He coined the now common phrases ‘the pen is mightier than the sword’, ‘the great unwashed’ and ‘the almighty dollar’ among novels, plays and volumes of verse.

He was Colonial Secretary when the British Empire was at its mightiest.

But for all his manifold achievements, Edward Bulwer-Lytton is rather unfairly remembered only for the opening line of his 1830 potboiler Paul Clifford, ‘It was a dark and stormy night’.

Sir Edward Bulwer-Lytton (Source: Welcomecollection.org)

If you’ve ever seen Snoopy atop his kennel at his typewriter, trying to bash out the great American novel by starting with that line, you most likely didn’t think of the Brisbane bayside suburb of Lytton.

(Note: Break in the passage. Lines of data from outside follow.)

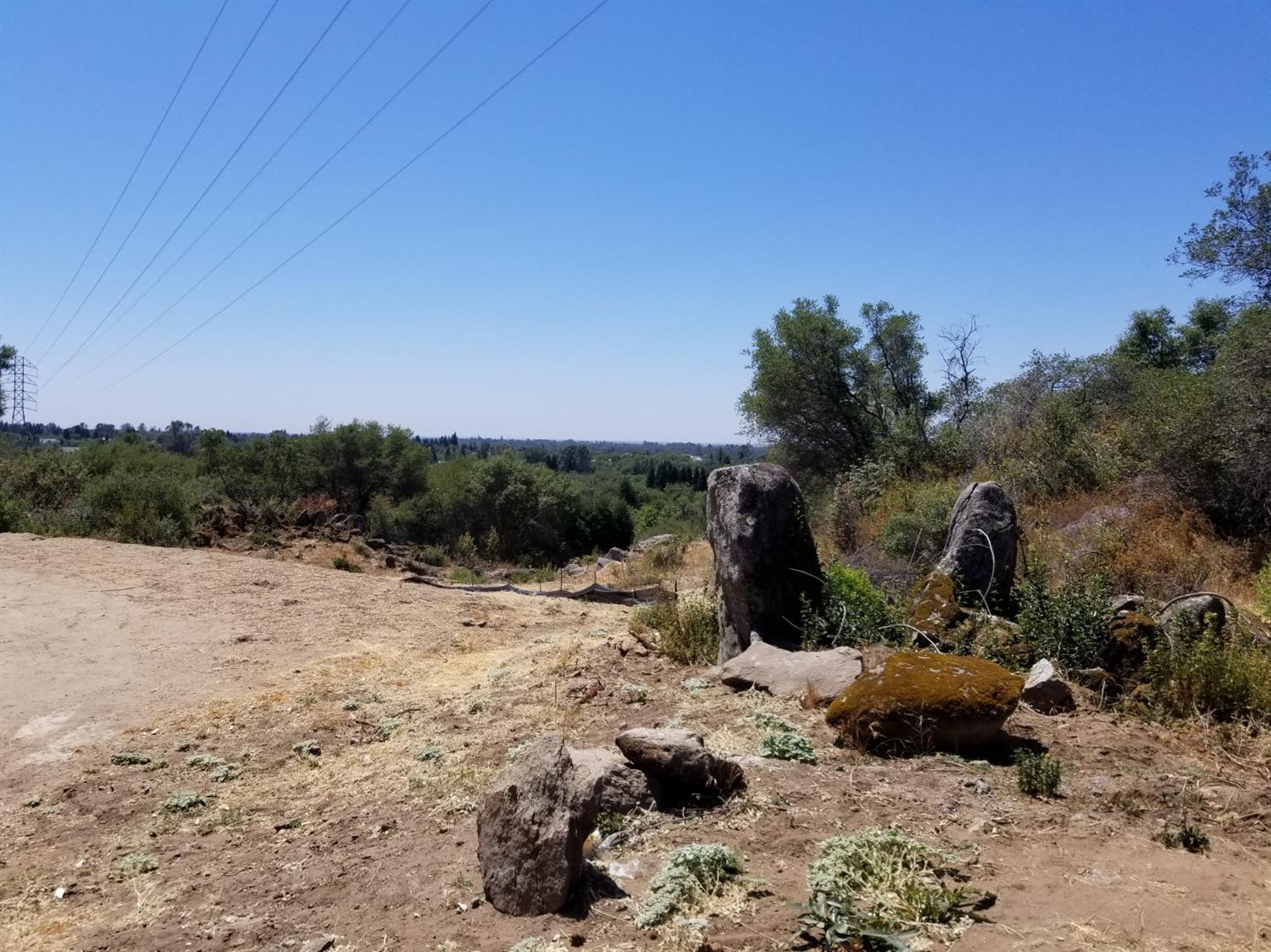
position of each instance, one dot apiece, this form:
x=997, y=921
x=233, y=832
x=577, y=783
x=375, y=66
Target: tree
x=963, y=386
x=1200, y=338
x=1235, y=241
x=1151, y=340
x=830, y=393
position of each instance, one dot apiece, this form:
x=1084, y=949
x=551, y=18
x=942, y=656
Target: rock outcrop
x=680, y=763
x=980, y=551
x=1192, y=613
x=1046, y=693
x=530, y=829
x=821, y=675
x=764, y=557
x=922, y=700
x=622, y=787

Snoopy – It was a dark and stormy night.

But the two are linked through the 19th century English politician and polymath.

Bulwer-Lytton – formally Edward George Earle Lytton Bulwer-Lytton, 1st Baron Lytton – has towns named after him in Canada where he oversaw establishment of British Columbia.

Moreton Island boasts the township of Bulwer and the bay’s Bulwer Island is another tribute.

Lord Lytton was prolific with the pen, knocking out more than 30 novels, eight plays and several volumes of verse in between his duties as a Whig MP.

Portrait of Sir Edward Bulwer-Lytton (Source: Britannica.com)

Many of his novels were turned into operas, including one by the famed Richard Wagner.

But despite this impressive output, his literary albatross forever will be ‘It was a dark and stormy night’, celebrated each year by the Bulwer-Lytton Fiction Contest, in which contestants try to pen the worst opening line for imaginary rubbish novels.

San Francisco writer Lisa Kuber took out the 2020 award with the impressively awful, ‘Her Dear John missive flapped unambiguously in the windy breeze, hanging like a pizza menu on the doorknob of my mind’.

Europeans found the area around what’s known today as Lytton through one of the oddest pieces of seamanship in recorded history.

In 1823 cedar cutters Pamphlett, Finnegan and Parsons tried to sail from Sydney to Illawarra, about 120km south, but ended up startlingly off-course in Moreton Bay.

With the help of the indigenous inhabitants, they explored inland to Goodna, becoming the first Europeans to see the Brisbane River.

When John Oxley turned up later in 1823 searching for a good place for a new penal colony, they led him to the river that was the basis for the European settlement the following year.

Lytton opened up with the first public auction of land in 1860.

Two decades on, Fort Lytton was built to guard against the threat of Russian invasion.

Fort Lytton (Source: FortLytton.org.au)

Later invaders came by air and were much welcomed.

From 1930, Lytton was the terminal airport for the first commercial passenger services between Brisbane and Sydney.

Flights were first conducted by the short-lived Australian National Airways, operated by three of Australia’s most famous aviators Charles Kingsford Smith, Charles Ulm and Scotty Allen.